Lauren Muhlheim: That’s actually I think an ACT and DBT based model that also has some weight bias in it, but they have this sheet that’s meant to be an alternative for people who will not do food records. People just keep their hunger and fullness ratings for each meal. They literally just put Xs, and there are these nice sheets. Intuitive eating does 1 to 10; this is actually 1 to 7, which I like because it feels more symmetrical to me to have a single number in the middle. [laughs]

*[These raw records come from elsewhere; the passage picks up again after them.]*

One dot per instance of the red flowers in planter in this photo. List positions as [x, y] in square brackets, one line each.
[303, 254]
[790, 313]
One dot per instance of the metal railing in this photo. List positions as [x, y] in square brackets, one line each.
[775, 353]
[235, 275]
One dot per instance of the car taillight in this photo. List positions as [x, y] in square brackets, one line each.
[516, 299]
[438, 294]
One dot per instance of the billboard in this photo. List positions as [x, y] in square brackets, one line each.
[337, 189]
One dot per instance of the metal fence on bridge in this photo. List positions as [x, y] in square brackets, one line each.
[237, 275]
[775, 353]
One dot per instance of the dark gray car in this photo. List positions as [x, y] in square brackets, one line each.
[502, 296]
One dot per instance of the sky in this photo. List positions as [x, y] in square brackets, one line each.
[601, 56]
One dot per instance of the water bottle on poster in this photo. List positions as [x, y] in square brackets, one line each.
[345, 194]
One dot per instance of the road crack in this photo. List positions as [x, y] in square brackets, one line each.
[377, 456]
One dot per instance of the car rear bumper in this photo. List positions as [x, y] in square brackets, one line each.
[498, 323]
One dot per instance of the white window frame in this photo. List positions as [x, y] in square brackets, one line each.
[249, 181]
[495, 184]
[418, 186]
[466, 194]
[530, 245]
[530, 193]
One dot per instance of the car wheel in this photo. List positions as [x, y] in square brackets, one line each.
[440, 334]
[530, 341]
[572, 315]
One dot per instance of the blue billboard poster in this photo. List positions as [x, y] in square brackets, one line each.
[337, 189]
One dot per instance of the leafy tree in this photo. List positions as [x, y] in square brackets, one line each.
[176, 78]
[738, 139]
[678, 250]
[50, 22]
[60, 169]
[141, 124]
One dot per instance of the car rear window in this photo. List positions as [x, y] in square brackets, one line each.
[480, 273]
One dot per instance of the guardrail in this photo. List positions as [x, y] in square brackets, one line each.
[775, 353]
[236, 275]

So sometimes I will have patients do that. Just literally each time they eat, put how hungry they are when they start, how full they are when they stop, and they don’t have to put the contents of the food. Sometimes that’s more tolerable for people who don’t want to write down their food.
Chris Sandel: I didn’t know that was what it was called. I use hunger and fullness from intuitive eating with clients, and sometimes that is when they’re writing down the food, and sometimes that is as an alternative. So yeah, that’s something I use.
Also getting them to put down a satisfaction score as well, because I think that’s also a really helpful thing to explore, where it’s not just about getting full; it’s about the enjoyment that you got from that meal, the different taste and texture sensations that make up that meal. That could be getting more into that advanced end of things further on down the line, but getting someone to start to notice those differences again because it brings you back into your body, it gets you back to listening to your body and understanding the feedback it’s giving you.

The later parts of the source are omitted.